Indien lag damals in einer unerreichbaren Ferne. Ein Spaziergang durch die Gassen der indischen Hafenstadt Bombay erschien mir in jenen Tagen als eine ungefähr ebenso leichte und naheliegende Unternehmung wie etwa das Hinaufklettern auf einen Mondkrater oder wie eine Kahnfahrt auf einem Marskanal.
Und ich hielt es zu damaligen Zeiten für höchst unwahrscheinlich, dass ich noch jemals über die blauen Meereswellen als Schiffsarzt dahin gondeln würde.
Indes, eines holden Tages, im Herbst 1919, stand ich wieder auf dem Verdeck eines Schiffes, das aus dem Hafen von Triest abdampfte, ich lehnte an der Reeling, erfüllt von der wunderbaren Empfindung: Jetzt bist du wiederum Seefahrer! Jetzt geht's hinaus in nähere und entlegene Meere! – Und ich sah, wie die Häuser von Triest kleiner und kleiner wurden.
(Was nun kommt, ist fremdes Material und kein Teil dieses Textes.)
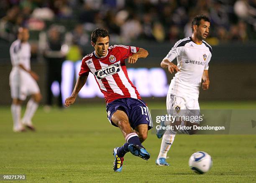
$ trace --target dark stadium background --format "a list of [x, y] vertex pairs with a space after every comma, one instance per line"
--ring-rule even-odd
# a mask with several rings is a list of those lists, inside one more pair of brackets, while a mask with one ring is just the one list
[[[112, 152], [124, 140], [106, 118], [104, 99], [79, 98], [69, 108], [44, 110], [46, 62], [42, 53], [51, 26], [58, 27], [69, 48], [80, 47], [81, 55], [75, 55], [74, 62], [93, 51], [91, 32], [104, 27], [110, 33], [110, 45], [148, 51], [146, 59], [127, 64], [128, 68], [159, 68], [175, 42], [191, 36], [192, 18], [204, 14], [211, 20], [206, 41], [213, 52], [210, 89], [200, 91], [200, 108], [255, 110], [256, 12], [253, 0], [0, 0], [0, 174], [25, 174], [29, 182], [255, 181], [255, 134], [177, 135], [168, 153], [171, 165], [160, 167], [155, 160], [161, 140], [151, 130], [143, 143], [151, 159], [146, 162], [127, 154], [123, 172], [114, 173]], [[9, 50], [20, 26], [30, 29], [31, 68], [40, 77], [43, 97], [33, 119], [34, 133], [12, 131]], [[165, 72], [169, 84], [174, 75]], [[143, 98], [151, 110], [166, 108], [164, 97]], [[25, 107], [24, 103], [23, 113]], [[189, 156], [197, 151], [212, 158], [212, 168], [206, 174], [195, 175], [188, 167]]]

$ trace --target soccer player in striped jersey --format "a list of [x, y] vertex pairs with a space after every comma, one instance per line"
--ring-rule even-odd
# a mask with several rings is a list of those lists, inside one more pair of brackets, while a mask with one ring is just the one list
[[[42, 98], [36, 80], [38, 77], [31, 70], [30, 66], [31, 47], [28, 42], [29, 38], [28, 29], [20, 27], [18, 29], [18, 39], [12, 43], [10, 48], [13, 69], [10, 74], [10, 86], [13, 103], [11, 111], [15, 132], [25, 131], [23, 126], [34, 130], [31, 119]], [[31, 95], [28, 102], [24, 116], [20, 119], [21, 104]]]
[[[210, 20], [204, 15], [197, 15], [192, 22], [192, 36], [177, 41], [161, 64], [161, 67], [167, 68], [170, 73], [177, 72], [172, 80], [166, 97], [167, 112], [172, 116], [181, 115], [182, 113], [180, 112], [181, 110], [184, 113], [189, 111], [191, 113], [193, 110], [194, 113], [199, 115], [200, 108], [198, 96], [202, 80], [203, 89], [209, 88], [208, 69], [212, 57], [212, 48], [204, 40], [209, 34]], [[176, 58], [177, 65], [172, 62]], [[181, 126], [189, 126], [189, 122], [175, 122]], [[163, 136], [164, 131], [157, 131], [157, 137], [161, 138], [163, 136], [163, 139], [160, 152], [156, 161], [156, 165], [169, 165], [166, 162], [167, 153], [177, 131], [177, 129], [167, 130]], [[179, 132], [189, 134], [195, 132], [186, 130]]]
[[114, 45], [109, 46], [109, 35], [100, 28], [92, 33], [91, 44], [95, 51], [82, 60], [79, 76], [74, 89], [65, 101], [69, 107], [75, 102], [77, 94], [91, 73], [104, 94], [107, 103], [108, 118], [119, 127], [126, 142], [114, 149], [114, 170], [120, 172], [123, 157], [130, 152], [147, 160], [150, 155], [141, 145], [147, 138], [148, 130], [152, 127], [148, 107], [141, 99], [127, 74], [125, 60], [135, 64], [139, 58], [145, 58], [146, 50], [134, 46]]

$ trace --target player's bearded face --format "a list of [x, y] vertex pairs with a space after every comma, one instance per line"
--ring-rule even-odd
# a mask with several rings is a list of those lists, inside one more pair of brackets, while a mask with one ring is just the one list
[[210, 23], [201, 20], [200, 25], [197, 27], [197, 33], [198, 38], [202, 40], [205, 39], [210, 31]]
[[101, 57], [105, 56], [108, 53], [108, 48], [109, 43], [109, 38], [108, 36], [102, 38], [100, 37], [98, 38], [95, 43], [92, 43], [92, 45], [94, 47], [96, 55]]

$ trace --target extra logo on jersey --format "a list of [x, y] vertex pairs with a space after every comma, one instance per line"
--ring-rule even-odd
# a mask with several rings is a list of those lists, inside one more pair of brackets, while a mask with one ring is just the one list
[[207, 58], [207, 56], [206, 54], [204, 54], [203, 55], [203, 58], [204, 58], [204, 60], [205, 60], [205, 60], [206, 60], [206, 58]]
[[120, 71], [120, 63], [114, 64], [105, 68], [98, 70], [94, 73], [94, 74], [98, 79], [101, 79]]
[[115, 56], [112, 55], [110, 55], [110, 56], [109, 57], [109, 61], [112, 63], [113, 63], [116, 60], [116, 59], [115, 59]]

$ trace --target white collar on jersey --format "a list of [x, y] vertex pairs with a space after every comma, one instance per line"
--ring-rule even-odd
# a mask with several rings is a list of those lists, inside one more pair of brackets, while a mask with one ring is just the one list
[[106, 57], [107, 56], [108, 56], [108, 50], [107, 50], [107, 55], [106, 55], [106, 56], [102, 56], [102, 57], [99, 57], [99, 56], [97, 56], [96, 55], [96, 53], [95, 53], [95, 51], [93, 52], [93, 54], [94, 55], [94, 56], [96, 56], [96, 57], [97, 57], [97, 58], [104, 58], [104, 57]]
Auf den Dampfern des Lloyd „TRIESTINO“ trieb ich mich nun in der Levante herum und im Schwarzen Meer, fuhr dann zweimal nach Japan und endlich, im Jahre 1921 und späterhin, fand ich von neuem Gelegenheit, die Küste Vorderindiens zu besuchen, die indische Hafenstadt Bombay, mein wohlbekanntes Bombay.
Es ist selbstverständlich, dass ich in Bombay auch den Stadtteil der Freudenmädchen aufsuchte, die mir sehr vertrauten Liebesgassen, denen ich vor dem Krieg so manches Blatt meiner Tagebücher gewidmet. Die Beobachtungen, die ich während dieser Forschungs-Ausflüge machte, jetzt nach dem Kriege, sind als nachträgliches Kapitel angegliedert.
Zudem habe ich den Tagebüchern, die ich vor dem Krieg geschrieben, noch einige Kapitel entnommen, Aufzeichnungen, welche mir eine belehrsame Ergänzung dieser sittengeschichtlichen Studie zu sein schienen, und habe sie da und dort eingeschaltet.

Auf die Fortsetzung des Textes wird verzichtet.